HYBRIS – Giuseppe Francesco Maione
Hybris è una parola greca che indica tracotanza, spavalderia ed proprio questa ad animare i protagonisti di questa storia a tinte dark. Fabio, Alessio, Marco e sua sorella Penelope si ritrovano a trascorrere una notte in una baita di montagna, luogo di ricordi dell’infanzia, per onorare il ricordo del caro amico Valerio che non c’è più.
Fin dalle prime inquadrature ci si rende conto che questa non è una semplice gita di piacere per ricordare un caro amico scomparso, ma anche un modo per fare il punto sulle proprie vite e per riaccendere antichi dissapori e gelosie mai sopite. Ad attenderli, in quella casa nel bosco, vi è un qualcosa, una presenza, che in qualche modo li ha sempre accompagnati fin da piccoli facendo prendere loro strade sbagliate. Una presenza che non ha fatto altro che attendere silente il momento opportuno …

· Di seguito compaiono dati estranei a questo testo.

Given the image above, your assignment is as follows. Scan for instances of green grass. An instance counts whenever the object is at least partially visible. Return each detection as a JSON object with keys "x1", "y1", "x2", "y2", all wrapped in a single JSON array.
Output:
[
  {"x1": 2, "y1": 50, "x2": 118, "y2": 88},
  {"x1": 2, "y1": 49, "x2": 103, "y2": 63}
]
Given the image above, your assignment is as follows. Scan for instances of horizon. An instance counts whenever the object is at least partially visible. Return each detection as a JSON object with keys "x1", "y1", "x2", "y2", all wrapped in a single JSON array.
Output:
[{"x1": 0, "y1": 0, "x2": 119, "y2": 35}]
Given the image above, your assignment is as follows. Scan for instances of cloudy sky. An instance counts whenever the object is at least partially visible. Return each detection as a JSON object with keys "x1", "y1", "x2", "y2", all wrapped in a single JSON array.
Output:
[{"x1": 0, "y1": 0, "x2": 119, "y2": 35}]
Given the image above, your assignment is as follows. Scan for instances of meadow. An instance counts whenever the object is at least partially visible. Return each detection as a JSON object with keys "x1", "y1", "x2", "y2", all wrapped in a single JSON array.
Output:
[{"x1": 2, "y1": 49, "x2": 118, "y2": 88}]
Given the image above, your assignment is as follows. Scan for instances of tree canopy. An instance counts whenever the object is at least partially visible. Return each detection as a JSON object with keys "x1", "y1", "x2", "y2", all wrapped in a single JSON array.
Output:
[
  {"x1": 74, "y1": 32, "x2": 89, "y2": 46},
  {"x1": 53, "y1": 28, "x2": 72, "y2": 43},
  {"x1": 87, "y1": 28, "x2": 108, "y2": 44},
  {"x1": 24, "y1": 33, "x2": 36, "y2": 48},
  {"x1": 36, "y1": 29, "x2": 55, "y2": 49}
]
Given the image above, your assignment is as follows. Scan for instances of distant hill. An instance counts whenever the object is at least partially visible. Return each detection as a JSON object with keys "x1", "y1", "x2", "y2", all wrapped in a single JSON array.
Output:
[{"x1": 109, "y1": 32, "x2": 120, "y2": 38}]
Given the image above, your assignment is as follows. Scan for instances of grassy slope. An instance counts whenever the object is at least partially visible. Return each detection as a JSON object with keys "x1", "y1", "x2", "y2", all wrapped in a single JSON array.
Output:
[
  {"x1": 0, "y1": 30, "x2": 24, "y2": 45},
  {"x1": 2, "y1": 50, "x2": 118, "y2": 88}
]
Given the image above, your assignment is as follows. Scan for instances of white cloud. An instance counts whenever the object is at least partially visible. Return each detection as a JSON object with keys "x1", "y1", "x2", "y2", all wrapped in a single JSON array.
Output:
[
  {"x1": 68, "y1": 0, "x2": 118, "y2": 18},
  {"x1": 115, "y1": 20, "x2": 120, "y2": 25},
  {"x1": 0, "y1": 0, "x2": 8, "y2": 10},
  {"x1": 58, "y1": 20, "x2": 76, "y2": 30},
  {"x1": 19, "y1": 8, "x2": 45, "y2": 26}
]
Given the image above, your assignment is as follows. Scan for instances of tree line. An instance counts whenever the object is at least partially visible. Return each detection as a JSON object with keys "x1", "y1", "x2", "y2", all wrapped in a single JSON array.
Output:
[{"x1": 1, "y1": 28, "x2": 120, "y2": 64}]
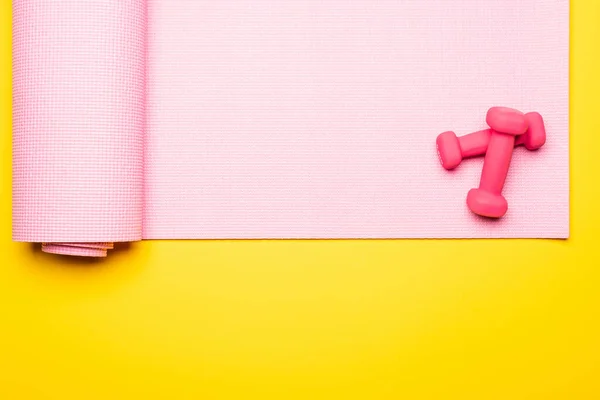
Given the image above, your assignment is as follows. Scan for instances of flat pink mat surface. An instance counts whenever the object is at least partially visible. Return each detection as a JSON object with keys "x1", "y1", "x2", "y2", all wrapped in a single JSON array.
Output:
[{"x1": 13, "y1": 0, "x2": 569, "y2": 242}]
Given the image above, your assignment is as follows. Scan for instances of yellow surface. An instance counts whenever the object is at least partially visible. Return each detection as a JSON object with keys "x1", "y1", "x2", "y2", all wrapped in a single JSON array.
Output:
[{"x1": 0, "y1": 0, "x2": 600, "y2": 400}]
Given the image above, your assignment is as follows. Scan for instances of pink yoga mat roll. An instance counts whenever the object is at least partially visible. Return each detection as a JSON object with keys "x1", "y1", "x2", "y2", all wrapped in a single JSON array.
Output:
[{"x1": 13, "y1": 0, "x2": 147, "y2": 256}]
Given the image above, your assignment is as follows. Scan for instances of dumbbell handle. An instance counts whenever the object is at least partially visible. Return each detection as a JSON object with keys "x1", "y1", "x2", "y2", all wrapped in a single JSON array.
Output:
[
  {"x1": 458, "y1": 129, "x2": 524, "y2": 158},
  {"x1": 479, "y1": 130, "x2": 516, "y2": 194}
]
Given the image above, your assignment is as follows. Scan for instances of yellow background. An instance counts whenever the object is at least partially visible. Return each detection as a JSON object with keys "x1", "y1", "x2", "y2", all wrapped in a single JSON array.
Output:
[{"x1": 0, "y1": 0, "x2": 600, "y2": 400}]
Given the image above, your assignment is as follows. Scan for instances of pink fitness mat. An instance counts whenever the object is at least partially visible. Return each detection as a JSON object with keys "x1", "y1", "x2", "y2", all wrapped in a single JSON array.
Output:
[{"x1": 13, "y1": 0, "x2": 569, "y2": 256}]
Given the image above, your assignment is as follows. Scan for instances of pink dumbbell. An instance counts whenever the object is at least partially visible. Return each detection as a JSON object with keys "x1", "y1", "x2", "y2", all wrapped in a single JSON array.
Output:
[
  {"x1": 436, "y1": 112, "x2": 546, "y2": 170},
  {"x1": 467, "y1": 107, "x2": 535, "y2": 218}
]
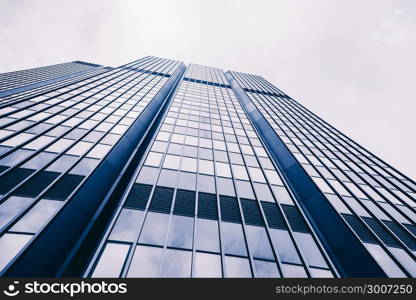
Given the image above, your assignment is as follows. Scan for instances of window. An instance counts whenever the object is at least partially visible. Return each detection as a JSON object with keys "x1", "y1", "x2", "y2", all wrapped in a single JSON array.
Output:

L’attenzione del regista, fatte le dovute presentazioni dei personaggi, si sposta immediatamente all’interno della casa trasformando il film e adattandolo ad un contesto più claustrofobico. Le finestre della baita scompaiono e ognuno dei quattro protagonisti sembra viversi il proprio trip personale, interagendo con i fantasmi della propria mente.

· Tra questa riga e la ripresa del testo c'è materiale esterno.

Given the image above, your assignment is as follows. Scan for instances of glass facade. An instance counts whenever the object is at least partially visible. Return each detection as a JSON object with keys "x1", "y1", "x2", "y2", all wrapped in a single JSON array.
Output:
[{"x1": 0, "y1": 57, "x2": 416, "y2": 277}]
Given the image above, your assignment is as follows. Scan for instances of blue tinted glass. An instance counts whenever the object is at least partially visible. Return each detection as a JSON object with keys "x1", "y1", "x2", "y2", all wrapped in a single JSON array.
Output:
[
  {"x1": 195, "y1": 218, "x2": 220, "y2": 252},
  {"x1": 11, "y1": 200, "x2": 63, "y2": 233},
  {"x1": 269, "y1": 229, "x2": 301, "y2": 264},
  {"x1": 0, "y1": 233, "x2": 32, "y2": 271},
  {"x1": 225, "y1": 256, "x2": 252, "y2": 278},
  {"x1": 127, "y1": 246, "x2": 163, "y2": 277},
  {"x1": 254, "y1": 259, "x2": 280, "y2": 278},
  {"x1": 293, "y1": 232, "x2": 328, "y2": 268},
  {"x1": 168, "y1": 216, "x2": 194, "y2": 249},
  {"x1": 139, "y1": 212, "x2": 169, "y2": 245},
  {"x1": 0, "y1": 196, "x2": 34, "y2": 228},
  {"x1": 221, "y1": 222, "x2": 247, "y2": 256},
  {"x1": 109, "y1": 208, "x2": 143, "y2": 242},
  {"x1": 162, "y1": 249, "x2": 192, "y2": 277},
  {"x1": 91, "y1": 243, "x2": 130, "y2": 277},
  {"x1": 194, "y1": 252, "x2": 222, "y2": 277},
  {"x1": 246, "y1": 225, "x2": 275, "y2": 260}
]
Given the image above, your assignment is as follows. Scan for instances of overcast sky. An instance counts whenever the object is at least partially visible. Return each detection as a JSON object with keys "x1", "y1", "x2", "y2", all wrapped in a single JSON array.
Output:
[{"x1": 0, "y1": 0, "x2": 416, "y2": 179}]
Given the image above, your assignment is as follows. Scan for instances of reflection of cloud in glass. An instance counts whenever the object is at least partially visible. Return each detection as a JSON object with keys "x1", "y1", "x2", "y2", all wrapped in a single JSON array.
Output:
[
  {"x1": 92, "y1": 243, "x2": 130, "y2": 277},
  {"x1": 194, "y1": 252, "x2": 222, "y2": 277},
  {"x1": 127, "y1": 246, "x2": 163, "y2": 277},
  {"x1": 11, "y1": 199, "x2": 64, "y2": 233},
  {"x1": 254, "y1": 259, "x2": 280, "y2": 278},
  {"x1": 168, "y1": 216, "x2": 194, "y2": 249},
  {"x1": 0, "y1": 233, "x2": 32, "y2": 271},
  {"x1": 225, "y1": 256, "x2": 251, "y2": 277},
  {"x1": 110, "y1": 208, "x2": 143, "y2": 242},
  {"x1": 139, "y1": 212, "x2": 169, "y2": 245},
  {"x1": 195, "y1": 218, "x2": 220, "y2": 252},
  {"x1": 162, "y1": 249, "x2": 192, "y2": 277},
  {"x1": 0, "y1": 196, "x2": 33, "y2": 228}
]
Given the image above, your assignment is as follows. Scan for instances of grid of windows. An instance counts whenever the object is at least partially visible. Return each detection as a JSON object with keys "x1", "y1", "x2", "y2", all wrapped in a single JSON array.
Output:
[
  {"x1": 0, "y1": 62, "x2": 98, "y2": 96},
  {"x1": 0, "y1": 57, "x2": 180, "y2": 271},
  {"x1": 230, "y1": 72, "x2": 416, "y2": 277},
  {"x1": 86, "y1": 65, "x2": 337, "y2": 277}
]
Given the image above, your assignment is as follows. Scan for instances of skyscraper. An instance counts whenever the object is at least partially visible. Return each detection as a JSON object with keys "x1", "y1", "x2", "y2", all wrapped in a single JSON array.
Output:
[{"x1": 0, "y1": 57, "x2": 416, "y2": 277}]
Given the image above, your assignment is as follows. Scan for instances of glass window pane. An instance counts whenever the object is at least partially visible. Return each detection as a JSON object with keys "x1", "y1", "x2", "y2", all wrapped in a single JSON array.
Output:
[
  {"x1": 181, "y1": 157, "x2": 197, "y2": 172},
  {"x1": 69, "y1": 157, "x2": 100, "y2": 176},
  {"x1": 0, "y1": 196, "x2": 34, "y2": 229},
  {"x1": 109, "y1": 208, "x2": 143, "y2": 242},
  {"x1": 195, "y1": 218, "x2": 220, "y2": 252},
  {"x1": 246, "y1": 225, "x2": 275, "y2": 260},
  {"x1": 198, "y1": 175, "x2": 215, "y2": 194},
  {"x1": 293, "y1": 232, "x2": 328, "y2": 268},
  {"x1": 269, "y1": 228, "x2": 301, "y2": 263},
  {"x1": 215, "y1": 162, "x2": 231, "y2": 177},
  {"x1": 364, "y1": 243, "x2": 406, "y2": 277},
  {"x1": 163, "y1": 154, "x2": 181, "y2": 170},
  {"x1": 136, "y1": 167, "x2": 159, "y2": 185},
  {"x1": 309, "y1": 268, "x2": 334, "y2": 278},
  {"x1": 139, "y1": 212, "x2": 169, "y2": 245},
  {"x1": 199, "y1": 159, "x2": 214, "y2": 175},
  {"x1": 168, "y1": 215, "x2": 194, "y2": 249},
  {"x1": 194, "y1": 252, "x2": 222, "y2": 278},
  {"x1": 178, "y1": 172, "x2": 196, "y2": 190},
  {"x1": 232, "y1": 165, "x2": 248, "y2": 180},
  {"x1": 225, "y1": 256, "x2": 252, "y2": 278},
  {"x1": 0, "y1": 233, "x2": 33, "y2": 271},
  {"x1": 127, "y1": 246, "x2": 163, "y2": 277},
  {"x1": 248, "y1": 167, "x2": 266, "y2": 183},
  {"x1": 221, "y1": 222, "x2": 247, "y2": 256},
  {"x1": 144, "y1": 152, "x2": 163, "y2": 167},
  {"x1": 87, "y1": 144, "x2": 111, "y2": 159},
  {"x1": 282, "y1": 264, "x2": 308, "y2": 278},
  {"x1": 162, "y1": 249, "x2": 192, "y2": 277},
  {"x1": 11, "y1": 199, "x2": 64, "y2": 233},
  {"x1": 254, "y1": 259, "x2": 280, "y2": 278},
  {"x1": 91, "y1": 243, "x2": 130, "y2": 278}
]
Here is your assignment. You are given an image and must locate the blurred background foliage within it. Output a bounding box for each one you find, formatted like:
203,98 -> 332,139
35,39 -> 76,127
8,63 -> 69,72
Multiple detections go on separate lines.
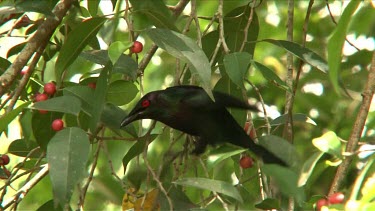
0,0 -> 375,210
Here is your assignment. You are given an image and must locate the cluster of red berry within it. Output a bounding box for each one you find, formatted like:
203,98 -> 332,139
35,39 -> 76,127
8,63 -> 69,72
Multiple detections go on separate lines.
315,192 -> 345,211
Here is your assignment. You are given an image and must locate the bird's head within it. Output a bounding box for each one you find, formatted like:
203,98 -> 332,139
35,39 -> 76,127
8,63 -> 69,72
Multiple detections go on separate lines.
121,91 -> 161,127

Giuseppe Francesco Maione è un regista di classe 1993 che con Hybris firma la sua opera prima. Da sempre i film di genere, in particolar modo quelli horror, sono un ottimo banco di prova per giovani registi esordienti; questo perché il genere consente di sperimentare molto, sia in fase di scrittura sia in fase di realizzazione dell’intreccio narrativo.

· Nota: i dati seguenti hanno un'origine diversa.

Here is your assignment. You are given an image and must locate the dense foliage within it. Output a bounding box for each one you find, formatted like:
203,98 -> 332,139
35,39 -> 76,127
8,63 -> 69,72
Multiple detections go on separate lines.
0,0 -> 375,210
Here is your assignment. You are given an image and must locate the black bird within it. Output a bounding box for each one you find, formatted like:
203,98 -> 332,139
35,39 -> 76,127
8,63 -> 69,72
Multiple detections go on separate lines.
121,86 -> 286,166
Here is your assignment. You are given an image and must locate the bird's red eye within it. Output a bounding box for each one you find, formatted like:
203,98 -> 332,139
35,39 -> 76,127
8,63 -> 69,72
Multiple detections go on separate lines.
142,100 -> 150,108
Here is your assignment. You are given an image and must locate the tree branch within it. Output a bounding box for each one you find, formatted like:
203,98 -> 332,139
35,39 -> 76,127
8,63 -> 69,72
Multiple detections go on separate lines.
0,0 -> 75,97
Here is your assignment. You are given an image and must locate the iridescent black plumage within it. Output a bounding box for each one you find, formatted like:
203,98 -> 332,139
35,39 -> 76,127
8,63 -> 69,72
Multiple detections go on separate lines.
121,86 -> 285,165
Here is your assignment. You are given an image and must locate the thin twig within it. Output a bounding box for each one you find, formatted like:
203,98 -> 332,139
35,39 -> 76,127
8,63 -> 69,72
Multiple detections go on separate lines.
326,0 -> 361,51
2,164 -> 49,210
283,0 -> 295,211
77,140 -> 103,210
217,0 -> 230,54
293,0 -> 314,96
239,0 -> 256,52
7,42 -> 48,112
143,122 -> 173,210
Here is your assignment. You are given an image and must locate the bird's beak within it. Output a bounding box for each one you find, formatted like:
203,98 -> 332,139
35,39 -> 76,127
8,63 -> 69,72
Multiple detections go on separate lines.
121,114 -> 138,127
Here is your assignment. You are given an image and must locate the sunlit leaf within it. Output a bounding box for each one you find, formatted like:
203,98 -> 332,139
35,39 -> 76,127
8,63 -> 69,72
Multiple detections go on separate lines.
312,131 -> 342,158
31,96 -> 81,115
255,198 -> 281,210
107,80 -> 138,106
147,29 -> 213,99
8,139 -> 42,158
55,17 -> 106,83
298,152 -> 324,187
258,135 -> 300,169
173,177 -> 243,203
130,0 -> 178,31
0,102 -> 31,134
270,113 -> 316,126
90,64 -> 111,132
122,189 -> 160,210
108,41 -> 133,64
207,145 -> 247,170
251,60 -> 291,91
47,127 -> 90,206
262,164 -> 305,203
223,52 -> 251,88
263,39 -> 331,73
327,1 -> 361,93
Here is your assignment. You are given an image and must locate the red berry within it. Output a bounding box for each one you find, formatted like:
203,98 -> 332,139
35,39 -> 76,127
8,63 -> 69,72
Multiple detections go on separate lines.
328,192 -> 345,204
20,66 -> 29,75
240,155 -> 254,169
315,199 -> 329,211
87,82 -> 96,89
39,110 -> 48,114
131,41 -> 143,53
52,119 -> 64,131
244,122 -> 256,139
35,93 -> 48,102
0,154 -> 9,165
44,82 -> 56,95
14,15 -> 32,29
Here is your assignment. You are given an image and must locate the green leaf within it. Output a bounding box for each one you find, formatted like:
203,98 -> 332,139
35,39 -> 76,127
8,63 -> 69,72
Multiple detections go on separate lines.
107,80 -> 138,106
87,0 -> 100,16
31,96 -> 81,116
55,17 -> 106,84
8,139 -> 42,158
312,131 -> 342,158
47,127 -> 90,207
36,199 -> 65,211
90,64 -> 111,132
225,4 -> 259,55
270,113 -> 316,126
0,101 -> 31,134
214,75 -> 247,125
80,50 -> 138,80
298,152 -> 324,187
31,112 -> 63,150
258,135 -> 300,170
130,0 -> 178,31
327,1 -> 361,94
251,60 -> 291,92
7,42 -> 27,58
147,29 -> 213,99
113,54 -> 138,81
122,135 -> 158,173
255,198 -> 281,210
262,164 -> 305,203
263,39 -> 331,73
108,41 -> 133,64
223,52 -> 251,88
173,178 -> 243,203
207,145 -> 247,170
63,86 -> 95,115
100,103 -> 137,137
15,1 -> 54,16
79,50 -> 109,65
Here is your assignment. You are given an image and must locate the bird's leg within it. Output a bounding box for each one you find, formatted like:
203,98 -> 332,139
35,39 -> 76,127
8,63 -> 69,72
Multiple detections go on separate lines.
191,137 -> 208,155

Con Hybris Maione dichiara senza mezzi termini il suo punto di riferimento, vale a dire The Evil Dead di Sam Raimi cercando di prendere una piega diversa, meno splatter e più atmosferica e psicologica. Il tentativo è azzardato dato che, in questo momento storico, questo genere di narrazioni sono state abusate e devono essere oggi il punto di arrivo dopo anni d’esperienza, in modo da garantire una cura certosina dei dettagli che divengono parte integrante del film.
Innanzitutto, operando in ambiente claustrofobico, è necessario che la storia non faccia sopire lo spettatore ma che, invece, lo incuriosisca e lo sproni ad arrivare fino in fondo nonostante gli stereotipi. Allo stesso modo non può esserci un’ossessionata ricerca del colpo di scena che in qualche modo copra un’effettiva carenza a livello di sceneggiatura. Gli attori sono tutti in parte e fanno effettivamente il loro dovere, sfoggiando una recitazione naturale che aiuta lo sforzo del regista di dare un taglio internazionale al film.
Hybris è a tutti gli effetti un buon banco di prova che, ovviamente, difetta dell’inesperienza e della giovane età del regista che, come egli stesso dichiara, non ha studiato regia ma ha semplicemente divorato film di genere a ripetizione. Ottimo nutrimento.